# An oblique shock wave is generated at a compression corner having a deflection angle of $$20^{^{\circ}}$$. The oblique shock wave is reflected from a straight horizontal wall which is present above the compression corner. The upstream flow properties are $$M_{1}=3.4,\,p_{1}=1\,atm,\,T_{1}=300\,K$$. Find the Mach number, pressure and temperature behind the reflected shock wave and angle made by the reflected shock wave with the upper wall.

An oblique shock wave is generated at a compression corner having a deflection angle of $$20^{^{\circ}}$$. The oblique shock wave is reflected from a straight horizontal wall which is present above the compression corner. The upstream flow properties are $$M_{1}=3.4,\,p_{1}=1\,atm,\,T_{1}=300\,K$$. Find the Mach number, pressure and temperature behind the reflected shock wave and angle made by the reflected shock wave with the upper wall.

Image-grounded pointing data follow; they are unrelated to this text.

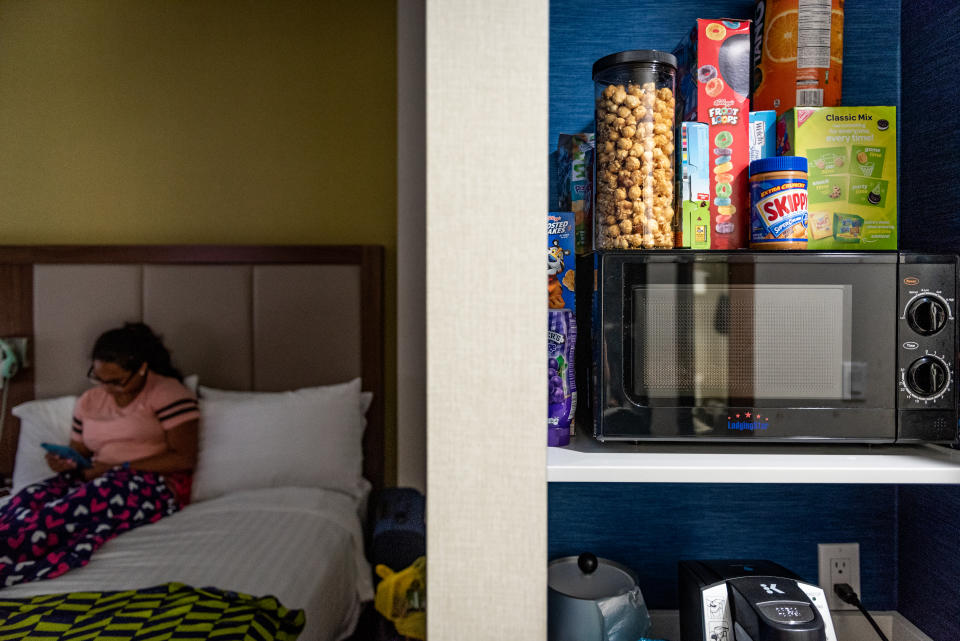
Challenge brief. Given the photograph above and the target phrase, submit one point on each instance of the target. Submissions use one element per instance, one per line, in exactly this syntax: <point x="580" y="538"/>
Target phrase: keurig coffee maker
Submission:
<point x="737" y="600"/>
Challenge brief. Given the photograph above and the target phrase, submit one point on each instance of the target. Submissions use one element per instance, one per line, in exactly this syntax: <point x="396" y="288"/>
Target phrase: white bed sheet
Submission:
<point x="301" y="545"/>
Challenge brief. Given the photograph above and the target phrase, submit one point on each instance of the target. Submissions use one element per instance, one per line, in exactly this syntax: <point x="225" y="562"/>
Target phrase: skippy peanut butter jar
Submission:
<point x="713" y="87"/>
<point x="778" y="203"/>
<point x="851" y="157"/>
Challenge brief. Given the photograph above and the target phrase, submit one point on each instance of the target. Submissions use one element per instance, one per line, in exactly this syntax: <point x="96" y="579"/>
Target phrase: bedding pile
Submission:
<point x="169" y="611"/>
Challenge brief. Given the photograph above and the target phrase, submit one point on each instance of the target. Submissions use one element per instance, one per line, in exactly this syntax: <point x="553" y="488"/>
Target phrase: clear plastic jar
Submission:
<point x="635" y="118"/>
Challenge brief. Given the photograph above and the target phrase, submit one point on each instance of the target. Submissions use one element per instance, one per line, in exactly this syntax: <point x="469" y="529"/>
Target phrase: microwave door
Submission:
<point x="758" y="349"/>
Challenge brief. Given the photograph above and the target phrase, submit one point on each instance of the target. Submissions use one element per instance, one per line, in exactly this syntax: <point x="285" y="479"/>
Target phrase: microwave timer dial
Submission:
<point x="927" y="378"/>
<point x="927" y="313"/>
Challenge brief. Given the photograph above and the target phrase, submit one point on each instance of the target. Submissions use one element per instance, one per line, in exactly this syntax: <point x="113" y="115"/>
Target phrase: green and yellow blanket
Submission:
<point x="171" y="611"/>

techAir Asked on 26th March 2021 in

Reflected oblique shock

Wave angle $$\beta _{1}$$  can be obtained from the $$\theta\, -\beta\, – M$$ diagram. For, deflection angle of $$20^{^{\circ}}$$  and Mach number $$M_{1}$$ of $$3.4$$, $$\beta _{1}=35^{^{\circ}}$$

Therefore,

$M_{n1}=M_{1}Sin\beta _{1} = 3.4Sin35^{^{\circ}}=1.95$

For a normal shock wave for $$M_{n1}=1.95$$,

$$\frac{p_{2}}{p_{1}}=4.27$$, $$\frac{T_{2}}{T_{1}}=1.6473$$ and $$M_{n2}=0.586$$

Therefore,

$M_{2}=\frac{M_{n2}}{Sin\left ( \beta _{1}-\theta \right )}=\frac{0.586}{Sin\left ( 35^{^{\circ}}-20^{^{\circ}} \right )}=2.26$

For the reflected shock, from $$\theta -\beta\, – M$$  diagram, for $$M_{2}=2.26$$ and $$\theta = 20^{^{\circ}}$$ , wave angle, $$\beta _{2}=46.75^{^{\circ}}$$

Therefore,

$M_{n2}=M_{2}Sin\beta _{2} = 2.26Sin46.75^{^{\circ}}=1.65$

For a normal shock wave, for $$M_{n2}=1.56$$

$$\frac{p_{3}}{p_{2}}=3.001$$, $$\frac{T_{3}}{T_{2}}=1.423$$ and  $$M_{n3}=0.654$$

Therefore,

$M_{3}=\frac{M_{n3}}{Sin\left ( \beta _{2}-\theta \right )}=\frac{0.654}{Sin\left ( 46.75^{\circ}-20^{\circ} \right )}=1.453$

and $p_{3}=\left ( \frac{p_{3}}{p_{2}} \right )\left ( \frac{p_{2}}{p_{1}} \right )\left ( p_{1} \right )=\left ( 3.001 \right )\left ( 4.27 \right )\left ( 1 \right )=12.814\,atm$

and $T_{3}=\left ( \frac{T_{3}}{T_{2}} \right )\left ( \frac{T_{2}}{T_{1}} \right )\left ( T_{1} \right )=\left ( 1.423 \right )\left ( 1.6473 \right )\left ( 300\,K \right )=703.23\,K$

Angle made by the reflected shock wave with the upper wall = $$\beta _{2}-\theta =46.75^{\circ}-20^{\circ}=26.75^{\circ}$$

Worldtech Answered on 31st March 2021.